Re: Timings for optimised poll(2)

Rogier Wolff (R.E.Wolff@BitWizard.nl)
Sun, 24 Aug 1997 09:33:48 +0200 (MET DST)


Richard Gooch wrote:
> There are a few reasons why you would not use the find_first_zero_bit
> function in a real-world application:
>
> 1) it assumes you are using select(2) and fd_sets. This has the old
> problem of hard-wired limits on the fd_set size. Today the limit is
> 1024. Tomorrow somebody wants more, so you have to recompile your
> kernel. If you want to manage a large number of descriptors, you would
> use poll(2) instead

The kernel has hard limits on the number of FDs per process, so
increasing the limit requires a recompilation of the kernel.

If you want to be "portable" across different limits, use
fd = fopen ("/proc/kernel/file-max","r");
fscanf (fd,"%d", &file_max);
close (fd);

fd_set = malloc (file_max / 8);

to allocate your fd_sets.

> 2) every time poll(2) or select(2) returns, you may get dozens of
> descriptors which are ready. How do you solve this? Call
> find_first_zero_bit for each active descriptor (clearing as you go)?

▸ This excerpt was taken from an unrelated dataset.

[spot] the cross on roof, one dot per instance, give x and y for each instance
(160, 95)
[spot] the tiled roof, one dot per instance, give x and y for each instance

No. You use "find_next_zero_bit".

You have to rewrite the little assembly thingy anyway, because you want
to find the first_one_bit, which is left as an excercise to the reader.

> I've appended my latest version test programme. Compile with -O2. This
> contains a *realistic* scanning loop. It takes 1.5 milliseconds on a
> Pentium 100.

It takes 475 us on my pentium Pro. I can save 75 us (7 clocks/loop)
by not keeping a copy of the cbk_ptr uptodate. (cbk_ptr = cbk_array +
count; whenever you've found one). What actually happens is that gcc
recognizes it, and rewrites it again to keep an uptodate cbk_ptr. It
does this more efficiently than when you put the code there in the
first place.... Odd right?

I can save another 130 us by not keeping track of the "num_ready"
variable. If you expect several active fd's in one run, that is not
going to buy you anything anyway.

My previous program, and my modified version of yours both run around
the memory bandwidth of my computer. So storing 1 bit of information in
a 32 bit word is wasteful, and you can expect a 30 times performance
decrease if you do that...... As the pollfd structure is even three
times larger than that, because of cache issues, I'd actually expect
an even larger performance decrease..... Maybe that first_free_xx_bit
routine can still handle a little optimizing..... :-)

I think I saw you claim 1000 filedescriptors in 2.5 ms. It seems that
this was probably 10000. So My find_first_zero_bit hack is only 1e4
faster. Bummer. :-)

Regards,

Roger.